I didn't find any information on the internet about the globalized $$\textit{BFGS}$$ method. Wikipedia only talks about the normal BFGS, without this globalized condition:

Assume direction of descent $$d = -H_f^{-1}(x^k)\cdot \nabla f(x^k)$$. Instead of calculating the inverse of the Hessian matrix we use an approximation method with two Rank-1 Updates, the result of this method is the Matrix $$B^{-1}$$.

Now, the condition of the globalized BFGS method:

$$\nabla f(x^k)^T\cdot d \leq -\rho||d||$$ with $$\rho$$ being a constant (e.g. $$0.001$$)

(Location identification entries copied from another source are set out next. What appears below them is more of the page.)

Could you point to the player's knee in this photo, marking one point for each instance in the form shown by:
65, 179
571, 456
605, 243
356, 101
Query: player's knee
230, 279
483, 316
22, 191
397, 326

If we happen to have this condition unfulfilled (this would probably be the result of a wrong Hessian-Matrix approximation), we choose $$d = -\nabla f(x^k)$$ for this step and also reset the BFGS method by either:

$$\circ$$ (1) Setting $$B^{-1} = I$$ for our next iteration

$$\circ$$ (2) Doesn't do anthing leave $$B^{-1}$$ as is for next iteration

I don't really see a difference in (1) or (2). Assume we would choose (1) for our implementation, due to the formula $$d = -B_f^{-1}(x^k)\cdot \nabla f(x^k)$$ with $$B = I$$ would result in $$d = -\nabla f(x^k)$$.

With (2) - how can we be sure that we are able to fullfill said condition again ever? Assume we never update $$B^{-1}$$ again because our $$d$$ doesn't fulfill the condition, we would always put $$d = -\nabla f(x^k)$$. In a different scenario we might be able to fulfill the condition in step $$k + 10$$, now we are doing the two Rank-1 updates, but with a matrix $$B$$ from step $$k$$ - so $$10$$ steps ago! How could that work ever!?

All in all I don't really get this resetting or globalized BFGS method.

I would really appreciate if someone could explain to me why $$(1)$$ or $$(2)$$ would be a good choice.